America vs. Chivas: The Classic of Classics

This coming Sunday will see a brand new chapter written in one of North America’s greatest sports rivalries. When it comes to the Mexican Primera Division it gets no bigger than Club America versus Chivas (Sunday, 6pm est, Univision). Referred to as the Super Clasico, the Clasico of Clasicos, or just simply “El Clasico,” the game – and all its associated hype – dominates the sports conversation nationwide the week of the match. With each of the clubs representing one of the two biggest cities in Mexico – Guadalajara (Chivas) and Mexico City (America) – the match is a true national derby. On Sunday all football fans in Mexico will be tuning in, with supporters of other clubs picking a new side for the day of the match.

Built on a foundation of history, regionalism, national pride, and a long history of bad blood between the two opposing fan bases, the rivalry’s impact continues to loom large over the Mexican football landscape. As with all great sports rivalries, you can throw records out the window when the teams take the field. Each club’s performance so far this season may have fallen below fan expectations, but come Sunday none of that matters.

The history of the rivalry dates back to the founding of the Mexican Primera Division (Liga Mayor) in 1943. While each team has a longer individual history, it was the formation of this new national league (founded by ten football clubs from the three biggest regional leagues in Mexico) that allowed Guadalajara and America to face each other for the first time. Chivas won that inaugural meeting 1-0, and the two sides have played regularly ever since. The strength and intensity of the rivalry developed through the years as the two clubs grew to become the most dominant teams in Mexico. Chivas and America stand as the only teams from the league’s original founding members to have never been relegated, and both have won loads of trophies through the years (Chivas having won the most championships in Mexico with 11, closely followed by America who is tied with Toluca for second all-time with 10).

It was Chivas who had the greater early success and at the time the new league was founded were already growing into one of the most popular teams in Mexico. With a policy of fielding only Mexican-born players, Chivas drew on feelings of national pride to gain supporters throughout the country. This support only grew as the team took complete command of the league in the early years, winning seven championships between 1957 and 1965.
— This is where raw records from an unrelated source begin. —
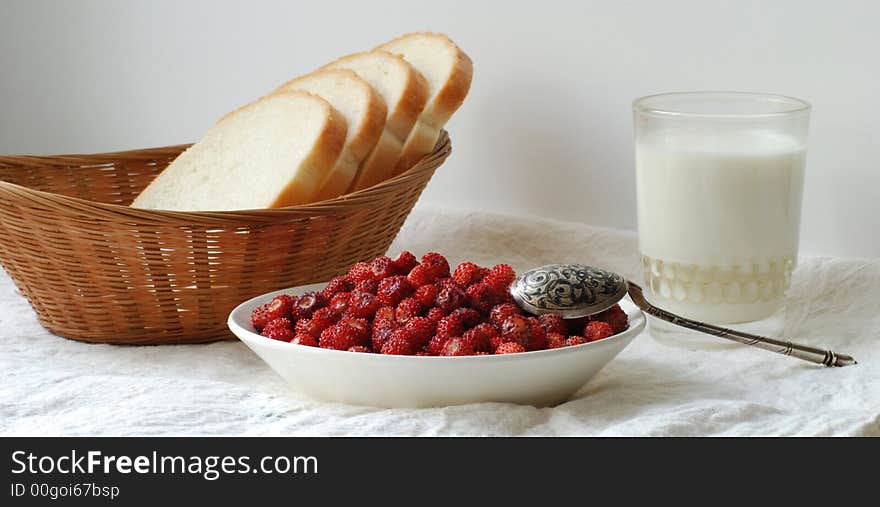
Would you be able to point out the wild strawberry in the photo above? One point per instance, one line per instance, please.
(260, 317)
(555, 340)
(575, 340)
(361, 272)
(482, 297)
(442, 283)
(335, 286)
(305, 339)
(397, 346)
(368, 286)
(466, 273)
(426, 295)
(380, 336)
(336, 337)
(406, 335)
(393, 290)
(404, 262)
(407, 309)
(421, 329)
(363, 305)
(553, 323)
(482, 274)
(438, 263)
(340, 302)
(469, 317)
(435, 345)
(450, 298)
(576, 326)
(481, 336)
(385, 313)
(306, 326)
(500, 277)
(307, 304)
(596, 330)
(421, 275)
(358, 330)
(509, 348)
(279, 329)
(537, 335)
(435, 314)
(324, 318)
(457, 347)
(616, 317)
(450, 326)
(515, 328)
(502, 311)
(280, 306)
(384, 323)
(495, 341)
(383, 267)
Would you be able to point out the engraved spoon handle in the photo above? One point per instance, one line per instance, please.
(811, 354)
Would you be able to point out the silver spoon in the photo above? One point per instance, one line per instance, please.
(576, 290)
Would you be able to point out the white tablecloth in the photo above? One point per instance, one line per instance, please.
(657, 386)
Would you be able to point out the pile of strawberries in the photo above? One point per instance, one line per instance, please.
(406, 307)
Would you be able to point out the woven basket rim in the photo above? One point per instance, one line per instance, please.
(329, 206)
The tide finally began to turn following the purchase of Club America by the Azcarraga family in 1959. The Azcarrarga family, owners of the Televisa television empire, changed the fortunes of America by injecting increased funds into the club, bringing in foreign talent, marketing the team internationally, and opening a new stadium (the massive Estadio Azteca in 1966). America would win its first league championship in 1971, and by the 1980s the team had turned into the most dominant force in all of Mexican football. Historically referred to as “Los Canarios” (Canaries) because of their yellow jerseys, America fully re-branded themselves as the “Super Aguilas” (Super Eagles) during this decade as they soared over the rest of the league. This new success also brought resentment, with opposing fans criticizing the team’s high payroll and foreign players. Undeterred, Club America would go on to win five championships between 1984 and 1989, the first of those coming through a hard-fought victory over Chivas in the finals.

With both teams having tasted success at the highest level, games between the two became increasingly intense. During the 1980s the rivalry reached its peak, punctuated by a massive brawl between the teams in 1986 resulting in suspensions for 22 players. While this violence has somewhat dissipated as the rivalry has moved into the 21st century, there remains no love lost between the two sides. Club America goalkeeper Memo Ochoa summed up the feelings of many on both sides of the rivalry when stating that he would never exchange his jersey with a Chivas player after the game.

This season neither club looks like a legitimate championship contender, but both will be fighting for points to stay alive in the playoff hunt. America stands 2 points out of first place in the Group 2 standings, while Chivas clings to life in fourth place of Group 1. Chivas do finally bring some forward momentum into Sunday’s match, having won their first game in over a month last weekend (yes it was only a 1-0 win over Necaxa, but after weeks of stumbles Chivas will take any steps forward they can get). Chivas do hold the advantage of having dominated the Clasico of recent, beating America in 4 of their last 5 matchups, including last season’s 1-0 win at Estadio Jalisco. America, though, will be back at Estadio Azteca this year and will be looking to exact some revenge in front of their home fans. While getting 3 points is the goal for both teams, we all know that Sunday’s match is much bigger than that. When it comes to the Clasico you can go ahead and forget the team’s records and ignore the league table; all that matters is the result on that one particular day. In the grudge match between Chivas and America, a win over a hated rival is a trophy in and of itself.